Justice and health are the losers

Finally, Campbell concludes that the boundaries between politics, government, the food industry, pharmaceutical companies, science, and medicine have blurred over time. At best, they represent a mix between the making of profit and what is best for society.

Justice and health are the losers. The problems are much more subtle than, for example, corruption and therefore are also much more dangerous.

The result is massive amounts of misinformation, for which average American consumers pay twice. They provide the tax money to do the research, and then they provide the money for their health care to treat their largely preventable diseases (p. 8).

Part I: The China Study

The actual "China Study" is covered in the chapter “Lessons from China” on 40 pages. Before this, we learn interesting things about Campbell’s life that also show how he made the transformation from a Saul to a Paul in the biblical sense, something that only a few people are able to accomplish. The rest focuses on the findings from "The China Study" and the reasons why these have not yet been truly put into practice.

2.1. Problems We Face, Solutions We Need (p. 11)
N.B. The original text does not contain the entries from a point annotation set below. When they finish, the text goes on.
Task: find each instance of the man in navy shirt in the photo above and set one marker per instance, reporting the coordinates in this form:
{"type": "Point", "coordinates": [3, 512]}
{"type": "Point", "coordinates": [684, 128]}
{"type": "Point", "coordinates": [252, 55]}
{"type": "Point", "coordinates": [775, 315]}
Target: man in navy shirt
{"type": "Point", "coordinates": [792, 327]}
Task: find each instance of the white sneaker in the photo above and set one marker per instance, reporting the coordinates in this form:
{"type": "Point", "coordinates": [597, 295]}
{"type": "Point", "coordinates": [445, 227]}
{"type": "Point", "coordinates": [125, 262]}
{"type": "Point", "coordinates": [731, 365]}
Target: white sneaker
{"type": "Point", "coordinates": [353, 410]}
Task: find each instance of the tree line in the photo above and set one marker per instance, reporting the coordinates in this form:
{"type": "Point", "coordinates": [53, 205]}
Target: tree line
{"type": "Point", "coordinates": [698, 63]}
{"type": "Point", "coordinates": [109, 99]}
Campbell includes a graph showing that 47 % of men and 38 % of women are likely to contract cancer. Readers can see that cancer death rates increased from 1972 to 1992 rather than decreased. At the same time, the percentage of obese (BMI = >30) people in the population more than doubled from 1976 to 1999. Expenses for diabetes alone are around $100 billion a year.

In the meantime, treatment costs have spiraled out of control. In 1997, a trillion dollars or $3'912 per person was spent on health care in the US. This is more than twice as much per person as compared to Japan ($1'760), which, if we disregard microstates like Monaco, is the country with the highest life expectancy. Germany spent $2'364 per person.
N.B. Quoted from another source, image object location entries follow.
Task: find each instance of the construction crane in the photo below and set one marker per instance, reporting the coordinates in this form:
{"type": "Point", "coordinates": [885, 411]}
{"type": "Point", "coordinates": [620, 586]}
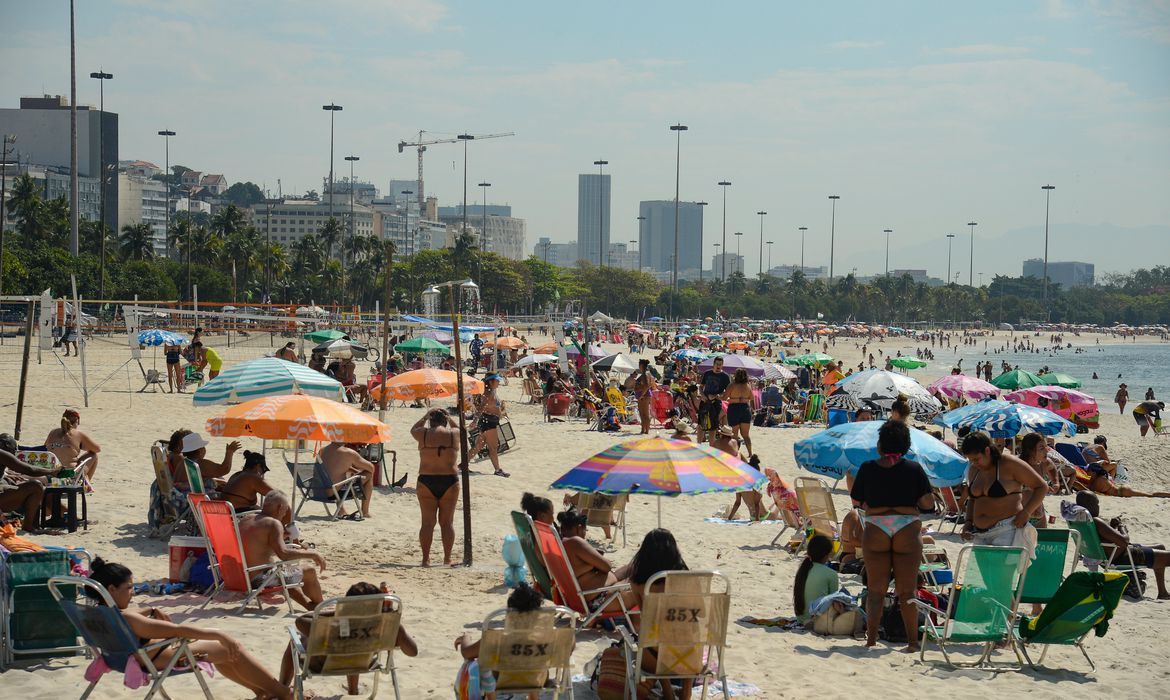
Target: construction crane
{"type": "Point", "coordinates": [421, 145]}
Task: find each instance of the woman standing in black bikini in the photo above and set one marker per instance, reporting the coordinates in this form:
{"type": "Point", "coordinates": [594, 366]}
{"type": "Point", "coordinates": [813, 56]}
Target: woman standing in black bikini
{"type": "Point", "coordinates": [438, 487]}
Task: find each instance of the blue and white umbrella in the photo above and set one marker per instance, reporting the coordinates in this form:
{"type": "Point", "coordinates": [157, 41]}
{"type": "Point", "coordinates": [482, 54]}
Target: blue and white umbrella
{"type": "Point", "coordinates": [842, 448]}
{"type": "Point", "coordinates": [157, 336]}
{"type": "Point", "coordinates": [1002, 419]}
{"type": "Point", "coordinates": [266, 376]}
OECD data from 2009 shows that health care costs increased to $7'290 per person in the US, $3'588 in Germany, $3'763 in Austria, and $4'417 in Switzerland.

These costs also rose considerably based on gross national income (see also GDP and GNP) and in 2009 were at 16 percent of the GDP in the United States. The US, in particular, is expecting more rapid rises in health care costs.

Coronary heart disease and Atkins diet

Campbell tells briefly about growing up on a farm, the heart attack his father suffered at age 61, and his father’s death at age 70 due to coronary artery occlusion.

Redaction comment

Eating his meat-based Atkins diet, Dr. Robert Atkins lived only one year longer than Campbell's father. He died in 2003 at the age of 71 from stroke complications. According to Wikipedia, Atkins had previously suffered from a long history of illness, including myocardial infarction, heart failure, and high blood pressure. His profession: cardiologist!

Campbell highlights studies showing that a healthy diet not only has the ability to prevent coronary artery disease (also coronary heart disease) but can also partially reverse it (p. 3).

The first wave of promised weight loss in the 1970s

Campbell discusses the first wave of promised weight loss in the 1970s, which began with a protein drink. Within a short period of time, almost 60 women died from this diet (life expectancy). Other diets soon appeared on the market and received similar praise, for example, Dr. Atkins diet, Protein Power, and the South Beach Diet. In many cases, these have led to dangerous health problems (p. 19).

The author also states that diets from “health” books such as "Sugar Busters, The Zone", or "Eat Right For Your Type" have made health information even more confusing for consumers who are interested in learning about how to improve their diet.

He regrets that scientists focus on details such as extremely specific food components, rather than taking the broader scope into consideration. The consequences are contradictions (falsificationism), misleading fad diets (food faddism), and consumer uncertainty.

For him, these kinds of fad diets and emphasis on individual dietary components such as vitamin E or calcium supplements embody the worst of medicine, science, and popular media.